= Herbert Friedenwald =

Jewish-American librarian and historian (1870–1944)

Herbert Friedenwald (September 20, 1870 – April 28, 1944) was a Jewish-American librarian and historian.

== Life ==
Friedenwald was born on September 20, 1870, in Baltimore, Maryland, the son of merchant Moses Friedenwald and English immigrant Jane Ahlborn. His grandfather was German immigrant Jonas Friedenwald, his uncle was prominent physician Aaron Friedenwald, and his sister Racie Adler was a community leader and the wife of Cyrus Adler.

Friedenwald graduated from Johns Hopkins University in 1890 and received a Ph.D. from the University of Pennsylvania in 1894. He was the first superintendent of the Library of Congress manuscript department from 1897 to 1900. While working there, he edited a separate calendar of the Library's Washington manuscripts. He studied the early history of the United States specifically, writing mainly on the Continental Congress. He was the Philadelphia delegate to the Sixth Zionist Congress in 1903, and by 1904 he was residing in Philadelphia.

Friedenwald studied history under John B. McMaster at the University of Pennsylvania. He was one the forty-one founding members of the American Jewish Historical Society in 1892. He was elected recording secretary of the Society upon its founding and served in that position for two terms for a total of seventeen years. He was also corresponding secretary from 1898 to 1903. He wrote a number of articles for the Society's Publications of the American Jewish Historical Society, mainly focused on 18th-century trends and events across the American continent and the British West Indies as well as the development and spread of religious liberty in the New World. His doctoral thesis, called The Declaration of Independence: An Interpretation and Analysis, was published in 1904 and earned him the John Marshall Prize from Johns Hopkins University in 1905. He contributed articles for The Jewish Encyclopedia, co-writing the article on the United States with Julius Eisenstein.

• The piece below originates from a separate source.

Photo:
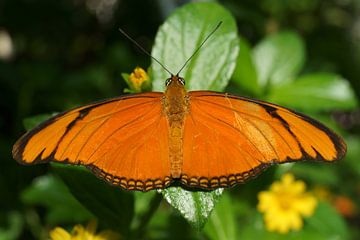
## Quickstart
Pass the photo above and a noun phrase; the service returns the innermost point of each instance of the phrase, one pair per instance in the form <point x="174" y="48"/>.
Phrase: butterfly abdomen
<point x="175" y="106"/>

Friedenwald became secretary of the American Jewish Committee when it was founded in 1906, serving in that position for the next seven years. As the committee's first secretary, he helped implement its constitution and bylaws, formulated organizational procedures, and helped established and maintained cordial relations with its membership. When the Committee worked to abrogate the Russo-American Treaty of 1832, he did research for the committee before congressional investigations, helped organize reports, and helped lead a nationwide correspondence campaign to end the treaty. He edited the American Jewish Year Book from 1908 to 1912 and was a member of the Jewish Publication Society's Publication Committee, which published the Year Book. He left the Committee in 1913, after which he traveled across the country and the world. He ultimately settled in Washington, D.C., and became an unofficial Jewish representative. In 1936, he established Friedenwald Foundation, which promoted Jewish education in Baltimore, with his wife Rose Diebold Friedenwald.

Friedenwald died from a stroke in the Wardman Park Hotel on April 28, 1944. He was buried in Baltimore.